Skill activation is currently implemented as a fake LLM tool named activate_skill. When the model calls it, the executor intercepts it, loads the skill body, injects it into context, and returns no tool result. This is documented as a special case throughout the codebase.

Problems this causes

1. Semantic mismatch — skills are instructions to the agent, not capabilities of the agent. Expressing them as tools inverts the relationship: the LLM thinks it invoked a capability; it actually received new instructions.
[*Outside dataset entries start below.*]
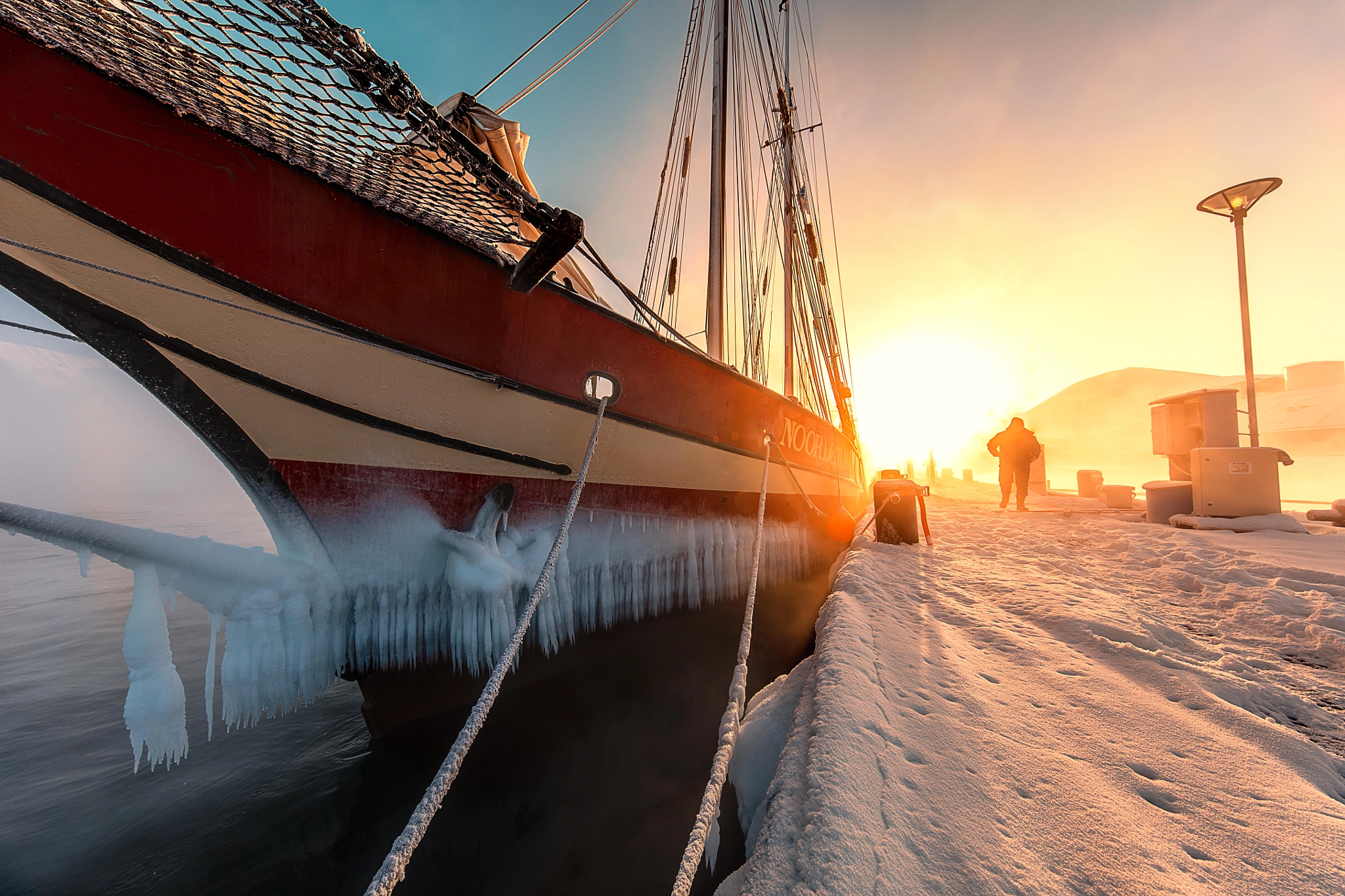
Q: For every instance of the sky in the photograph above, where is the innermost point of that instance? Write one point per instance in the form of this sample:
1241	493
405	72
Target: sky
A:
1015	182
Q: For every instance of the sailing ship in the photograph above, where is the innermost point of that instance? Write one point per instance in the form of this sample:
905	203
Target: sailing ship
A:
358	301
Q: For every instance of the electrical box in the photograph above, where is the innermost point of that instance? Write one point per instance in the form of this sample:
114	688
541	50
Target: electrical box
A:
1241	481
1168	427
1204	418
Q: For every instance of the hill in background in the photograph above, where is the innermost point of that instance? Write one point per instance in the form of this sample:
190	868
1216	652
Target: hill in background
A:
1102	423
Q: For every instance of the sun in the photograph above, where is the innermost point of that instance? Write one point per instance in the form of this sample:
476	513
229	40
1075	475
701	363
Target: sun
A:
935	391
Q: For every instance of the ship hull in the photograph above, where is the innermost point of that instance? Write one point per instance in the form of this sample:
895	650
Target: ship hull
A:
337	356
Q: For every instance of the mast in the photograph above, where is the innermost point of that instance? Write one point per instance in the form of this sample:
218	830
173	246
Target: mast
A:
718	141
787	137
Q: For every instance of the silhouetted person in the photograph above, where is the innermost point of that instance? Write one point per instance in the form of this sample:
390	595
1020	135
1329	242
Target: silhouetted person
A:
1016	448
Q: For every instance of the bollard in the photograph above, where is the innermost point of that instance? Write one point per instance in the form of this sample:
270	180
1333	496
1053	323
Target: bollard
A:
1088	482
899	511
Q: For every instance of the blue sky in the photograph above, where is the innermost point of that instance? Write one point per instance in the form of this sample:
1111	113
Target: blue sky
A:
1015	179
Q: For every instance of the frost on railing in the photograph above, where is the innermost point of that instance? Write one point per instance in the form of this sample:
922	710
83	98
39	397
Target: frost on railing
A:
288	78
401	590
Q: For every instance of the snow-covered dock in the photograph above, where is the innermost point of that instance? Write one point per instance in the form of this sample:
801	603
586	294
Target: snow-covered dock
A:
1059	706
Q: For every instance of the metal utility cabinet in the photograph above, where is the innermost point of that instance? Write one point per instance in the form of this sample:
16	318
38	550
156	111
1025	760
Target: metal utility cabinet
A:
1180	423
1235	481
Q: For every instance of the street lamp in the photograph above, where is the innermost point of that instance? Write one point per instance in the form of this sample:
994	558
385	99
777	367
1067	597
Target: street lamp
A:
1234	205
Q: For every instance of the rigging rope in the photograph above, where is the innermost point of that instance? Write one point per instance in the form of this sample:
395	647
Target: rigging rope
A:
38	330
732	715
395	867
292	81
568	58
645	310
491	82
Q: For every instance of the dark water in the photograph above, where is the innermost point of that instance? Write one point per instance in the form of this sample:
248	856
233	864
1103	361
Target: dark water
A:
585	779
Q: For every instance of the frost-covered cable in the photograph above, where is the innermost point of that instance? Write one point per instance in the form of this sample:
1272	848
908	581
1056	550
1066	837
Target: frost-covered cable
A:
395	867
732	715
789	467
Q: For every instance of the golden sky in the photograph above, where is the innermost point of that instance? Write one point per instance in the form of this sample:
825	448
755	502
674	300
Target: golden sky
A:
1015	182
1016	188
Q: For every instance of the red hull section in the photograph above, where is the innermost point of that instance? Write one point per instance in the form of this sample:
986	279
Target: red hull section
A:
335	489
263	222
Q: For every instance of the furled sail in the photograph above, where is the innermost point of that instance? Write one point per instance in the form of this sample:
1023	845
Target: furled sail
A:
508	146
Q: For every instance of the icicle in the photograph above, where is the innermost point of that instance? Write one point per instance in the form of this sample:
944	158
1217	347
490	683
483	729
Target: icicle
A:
156	706
210	676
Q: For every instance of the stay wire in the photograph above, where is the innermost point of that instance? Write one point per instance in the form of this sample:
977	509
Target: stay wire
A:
491	82
564	62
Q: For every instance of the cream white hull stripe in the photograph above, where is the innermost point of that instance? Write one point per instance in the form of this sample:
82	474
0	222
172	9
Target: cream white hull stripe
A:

2. Pervasive special-casing:

  • executor.ts — separates skillCalls from toolCalls before execution
  • core.ts — yields a distinct skill_activated event; filters activate_skill out of plan mode tools inconsistently (it's in PLAN_MODE_TOOLS but skills can mutate context)
  • schema.tsactivateSkillDefinition is a separate export alongside toolToDefinition

3. Token costactivate_skill appears in every prompt's tool list, consuming tokens even when no skill activation is expected.

4. Model confusion — the model sees activate_skill as a peer of bash, read, edit. It may call it at unexpected times or conflate it with a filesystem operation.

Proposed design

Skills are directives: structured content injected into the agent's context by the agent infrastructure, not by the LLM. Two options:

Option A — Pre-loading (simpler): skills are activated before the agentic loop begins, via explicit user invocation (/skill-name) or a lightweight classifier. The activate_skill tool is removed entirely. The model never sees it; it only sees the resulting injected content.

Option B — Directive message type (preserves model-driven activation): introduce a DirectivePart message type that the agent strips before sending to the LLM but processes internally. The model can still request skill activation via a structured output field (not a tool call), but the mechanism is explicit.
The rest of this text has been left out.